Get in the habit of whenever embarking on a debugging task, announce in chat what you are about to do. Where possible, be precise with what symptoms you are going to investigate, and what steps you will take to perform the investigation.

When you report any finding, include the raw data when possible -- whether that's a screenshot from a monitoring tool, DTrace output, or output from some other tool. Use gists if the data doesn't fit in chat.

Relatedly, when reporting data, include a sentence or two of context. Context can include what the output means directly, what it might imply, why it might be relevant, and what follow-up questions it generates. The mental cost of understanding unfamiliar commands and their output can be high, so readers may take time away from debugging tasks they are working on to understand, or worse, ignore your message. Taking a moment to explain a bit about the output you have posted represents reduces the mental cost of other participants in the incident as well as ensuring your message is read by others.

Avoid taking action until there is good reason to believe the action will help. If we suspect that restarting a service will help, is there any data that can be collected to prove this first? (For example, if you suspect that a service has become disconnected from a dependency and restarting will cause it to reconnect, at least check first -- say, with pfiles or netstat -- that the service is, in fact, disconnected.) The reason we push for collecting data first is that if taking action doesn't fix the problem, then we're no closer to understanding how to fix the real problem, and oftentimes having taken action makes it harder to root cause the real problem.

To pick on a simple but realistic example, if we start restarting services that seem to be producing errors, we may find that:

  • the problem is not fixed,
  • a number of additional requests failed because of the restart (that otherwise would have succeeded),
  • the resulting system behavior (e.g., rediscovery of service instances and reconnection) makes things worse, and
  • the fact that we restarted services makes it harder to reason about the system's current behavior. This makes it harder to root-cause the initial failure, which makes it more likely that it will happen again, since we won't be able to fix what we haven't root-caused.

That said, some situations call for taking action before a problem is completely understood. In this case, consider what information can be collected before taking action that will allow a more complete root cause analysis later. For example, a latency issue may be tracked down to a specific process that's doing a lot of garbage collection and is using much more memory than other instances. In this case, it may be warranted to try restarting the service, even though we haven't fully root-caused the reason for the excessive GC. But before we do this, we want to make sure that we preserve both a core file (the easily-recorded static state) and some information about the dynamic state (e.g., some prstat samples to characterize on-CPU activity, as well as nhttpsnoop -g output to show what percentage of time is being spent in garbage collection).

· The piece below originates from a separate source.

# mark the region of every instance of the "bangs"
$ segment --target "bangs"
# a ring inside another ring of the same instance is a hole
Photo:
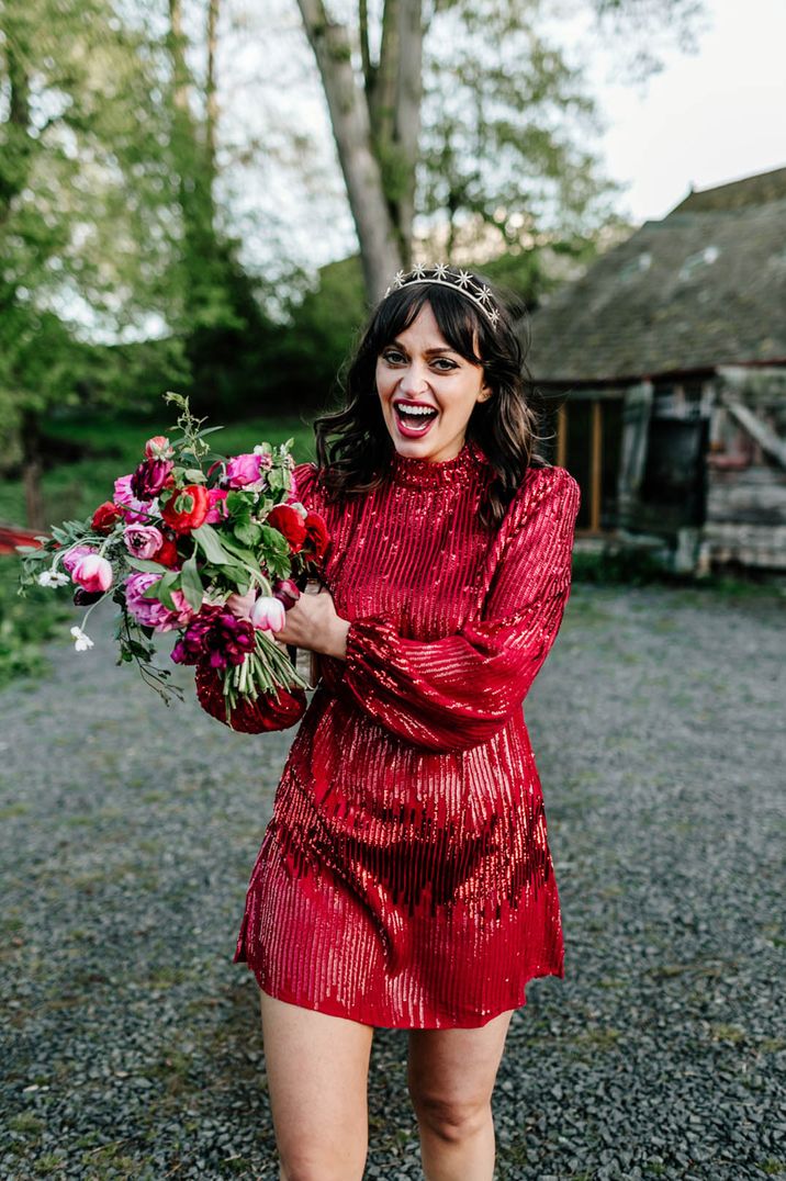
[[[443,289],[437,283],[414,283],[384,299],[365,340],[368,351],[378,357],[415,322],[426,304],[431,306],[437,327],[450,348],[473,365],[482,365],[482,358],[475,352],[475,340],[482,348],[482,313],[467,296],[456,299],[455,291]]]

A fundamental challenge of incident response is balancing the desire to fully understand a problem with restoring service as quickly as possible. We seek to build mechanisms to eliminate this tradeoff -- e.g., core file analysis, which lets us save a great deal of state and still restore service; or removing individual instances from service discovery so that we can debug them in isolation without affecting end users. Deferring understanding in the name of service restoration is often a mistake because spending a few minutes understanding a problem the first time it happens may significantly reduce the number of times it happens and thus improve overall availability. However, we have to use our judgment in each case.